Reviewed by: Cheryl LaGuardia, Research Librarian, Widener Library, Harvard University
Frontiers in Digital Humanities publishes research “from Digital History to Big Data, providing a community platform for the Humanities in the digital age.” It is a multidisciplinary open-access journal with articles “in all the research areas where computer science and the humanities intersect, with the aim to bring all relevant Digital Humanities areas together on a single, open-access platform.” Specialty sections in the journal include Big Data, Cultural Heritage Digitization, Digital Archaeology, Digital Architecture, Digital History, Digital Literary Studies, Digital Musicology, Digital Paleography and Book History, Digital Scholarship, and Human-Media Interaction. There are 8 listed Specialty Chief Editors, two of whom are women (I mention this because the journal started with an all-male board) and 21 Associate Editors, approximately 2/3 of whom are male. More about this gender breakdown later.
At the time of this review the journal notes there are “695 on board editors” while there are 40 online articles published since December 2014. Twenty-two of these are classified as Original Research articles, three are reviews, six are listed as Specialty Grand Challenge Articles, one is a Methods piece, two are Technology Reports, four are Hypothesis and Theory articles, one is an Opinion piece, and one is a Field Grand Challenge piece. Most recently published are, “Using Semantic Linking to Understand Persons’ Networks Extracted from Text” (published 16 November 2017), “#Halal Culture on Instagram” (published 2 November 2017), and “Aspects of Tempo and Rhythmic Elaboration in Hindustani Music: A Corpus Study” (published 31 October 2017). The editor and reviewers for each are listed at screen left, along with the table of contents. At screen right are buttons for downloading the article and exporting the citation, as well as the total number of views, an announcement of the Second annual Frontiers Spotlight Award for 2018, buttons for sharing on social media, and a “People also looked at” window linking to articles in other Frontiers journals (this appears to be a random list serving to advertise other Frontiers titles).
The journal is listed in the DOAJ as having article processing charges. Upon further examination I discovered that the article processing charges for this open access humanities journal range from $450 to $950, depending upon the type of article submitted (for example, for an Original Research article the APC is $950, for an Opinion piece the APC is $450). That’s a pretty hefty fee for a journal in the humanities that’s open access, IMHO.

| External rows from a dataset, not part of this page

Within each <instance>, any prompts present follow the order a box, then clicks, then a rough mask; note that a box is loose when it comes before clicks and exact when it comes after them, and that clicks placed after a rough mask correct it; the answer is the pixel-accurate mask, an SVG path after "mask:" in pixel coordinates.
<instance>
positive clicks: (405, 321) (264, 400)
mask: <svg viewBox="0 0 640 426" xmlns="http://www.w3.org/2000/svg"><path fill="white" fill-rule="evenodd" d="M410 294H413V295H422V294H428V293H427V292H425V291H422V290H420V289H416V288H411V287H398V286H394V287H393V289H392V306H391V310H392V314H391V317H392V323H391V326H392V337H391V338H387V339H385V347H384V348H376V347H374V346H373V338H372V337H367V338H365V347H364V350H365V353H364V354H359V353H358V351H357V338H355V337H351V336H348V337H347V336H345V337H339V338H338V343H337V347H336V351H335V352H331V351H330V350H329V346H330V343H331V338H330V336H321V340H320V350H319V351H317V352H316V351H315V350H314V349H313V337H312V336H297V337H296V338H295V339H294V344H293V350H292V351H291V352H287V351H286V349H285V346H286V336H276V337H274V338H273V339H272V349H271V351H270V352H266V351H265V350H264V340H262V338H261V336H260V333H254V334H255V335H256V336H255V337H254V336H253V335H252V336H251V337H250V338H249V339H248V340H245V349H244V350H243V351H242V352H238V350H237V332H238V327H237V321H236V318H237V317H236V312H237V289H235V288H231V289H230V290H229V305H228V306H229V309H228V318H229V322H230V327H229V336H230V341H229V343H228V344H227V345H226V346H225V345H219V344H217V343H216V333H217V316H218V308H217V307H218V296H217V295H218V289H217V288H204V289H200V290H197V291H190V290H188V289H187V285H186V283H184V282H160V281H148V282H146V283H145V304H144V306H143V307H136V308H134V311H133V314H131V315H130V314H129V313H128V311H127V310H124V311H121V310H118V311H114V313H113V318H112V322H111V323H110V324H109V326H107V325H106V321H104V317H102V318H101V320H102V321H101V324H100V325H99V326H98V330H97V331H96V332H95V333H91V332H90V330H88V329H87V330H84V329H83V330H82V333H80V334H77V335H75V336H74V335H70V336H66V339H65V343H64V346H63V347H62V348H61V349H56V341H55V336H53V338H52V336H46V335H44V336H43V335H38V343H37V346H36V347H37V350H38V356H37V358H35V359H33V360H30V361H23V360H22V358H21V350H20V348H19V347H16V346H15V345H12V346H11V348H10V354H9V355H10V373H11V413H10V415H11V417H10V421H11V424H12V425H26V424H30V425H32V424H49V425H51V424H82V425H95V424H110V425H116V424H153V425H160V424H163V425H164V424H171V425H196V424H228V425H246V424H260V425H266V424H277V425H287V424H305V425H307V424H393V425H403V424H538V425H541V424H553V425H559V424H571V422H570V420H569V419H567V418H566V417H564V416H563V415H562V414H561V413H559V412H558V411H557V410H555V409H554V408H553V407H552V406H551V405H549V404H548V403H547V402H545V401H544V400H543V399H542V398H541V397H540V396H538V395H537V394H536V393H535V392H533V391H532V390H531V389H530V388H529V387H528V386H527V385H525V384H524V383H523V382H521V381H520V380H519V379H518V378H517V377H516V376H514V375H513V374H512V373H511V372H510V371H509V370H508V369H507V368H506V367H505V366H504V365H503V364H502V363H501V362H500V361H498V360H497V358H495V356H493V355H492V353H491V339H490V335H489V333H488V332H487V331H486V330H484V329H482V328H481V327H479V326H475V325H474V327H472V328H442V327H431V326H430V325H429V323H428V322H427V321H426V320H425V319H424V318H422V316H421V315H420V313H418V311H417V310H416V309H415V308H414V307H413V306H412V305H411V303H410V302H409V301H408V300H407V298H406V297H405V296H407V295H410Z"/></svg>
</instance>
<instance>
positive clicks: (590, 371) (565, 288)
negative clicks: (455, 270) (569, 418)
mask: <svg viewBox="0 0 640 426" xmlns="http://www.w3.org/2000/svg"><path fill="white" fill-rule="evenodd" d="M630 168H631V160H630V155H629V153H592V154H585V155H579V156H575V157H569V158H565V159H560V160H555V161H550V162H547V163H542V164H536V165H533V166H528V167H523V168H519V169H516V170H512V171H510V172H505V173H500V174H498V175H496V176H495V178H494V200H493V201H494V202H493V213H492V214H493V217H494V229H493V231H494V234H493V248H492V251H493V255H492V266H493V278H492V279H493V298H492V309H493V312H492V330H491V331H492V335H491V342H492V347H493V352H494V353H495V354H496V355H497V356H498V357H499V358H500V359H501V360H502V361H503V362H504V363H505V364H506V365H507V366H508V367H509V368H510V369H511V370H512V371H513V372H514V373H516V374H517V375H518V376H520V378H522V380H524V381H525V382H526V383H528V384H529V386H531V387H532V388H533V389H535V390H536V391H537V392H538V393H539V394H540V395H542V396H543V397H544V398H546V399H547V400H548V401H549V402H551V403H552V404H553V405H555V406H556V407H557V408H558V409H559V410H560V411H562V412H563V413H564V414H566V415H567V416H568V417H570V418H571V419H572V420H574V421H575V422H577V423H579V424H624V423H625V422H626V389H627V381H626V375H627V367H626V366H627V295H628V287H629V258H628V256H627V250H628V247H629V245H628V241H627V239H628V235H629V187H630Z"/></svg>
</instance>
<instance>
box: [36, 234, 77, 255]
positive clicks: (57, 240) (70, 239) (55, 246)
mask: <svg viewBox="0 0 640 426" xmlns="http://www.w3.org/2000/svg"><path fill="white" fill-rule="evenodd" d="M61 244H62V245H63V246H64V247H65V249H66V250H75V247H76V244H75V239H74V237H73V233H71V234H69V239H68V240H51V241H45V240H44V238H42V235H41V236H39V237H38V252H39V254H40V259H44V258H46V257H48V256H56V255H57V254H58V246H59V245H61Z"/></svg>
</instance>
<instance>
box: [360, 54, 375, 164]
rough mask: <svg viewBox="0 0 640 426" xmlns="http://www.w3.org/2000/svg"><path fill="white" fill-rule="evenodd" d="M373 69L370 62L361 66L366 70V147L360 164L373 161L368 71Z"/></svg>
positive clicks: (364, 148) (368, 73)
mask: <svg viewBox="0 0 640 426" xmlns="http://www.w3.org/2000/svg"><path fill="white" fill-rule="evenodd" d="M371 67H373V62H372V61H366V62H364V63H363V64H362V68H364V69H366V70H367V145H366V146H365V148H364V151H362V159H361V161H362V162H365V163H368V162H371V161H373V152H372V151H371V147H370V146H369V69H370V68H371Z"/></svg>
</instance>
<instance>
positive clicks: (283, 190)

This made me curious, so I did a bit of web searching and found a number of online pieces that have appeared since Frontiers in Digital Humanities started being published, including: “Why I do not trust Frontiers journals, especially not @FrontDigitalHum,” by Melissa Terras (in this piece Professor Terras discussed in 2015, how “all the Senior Editors in Frontiers in DH [were] male” at that time – in the interim two female Specialty Chief Editors have been appointed; “My collapse of confidence in Frontiers journal,”; “Is Frontiers in Trouble?”; and “The OA Interviews: Kamila Markram, CEO and Co-Founder of Frontiers,” by Richard Poynder,
Given the small number of articles here, along with the relatively high APCs (the second consideration may well have a significant influence on the first) I’m inclined to suggest scholars consult titles such as Digital Humanities Quarterly, Digital Scholarship in the Humanities, or Digital Studies for research about digital humanities studies at this point.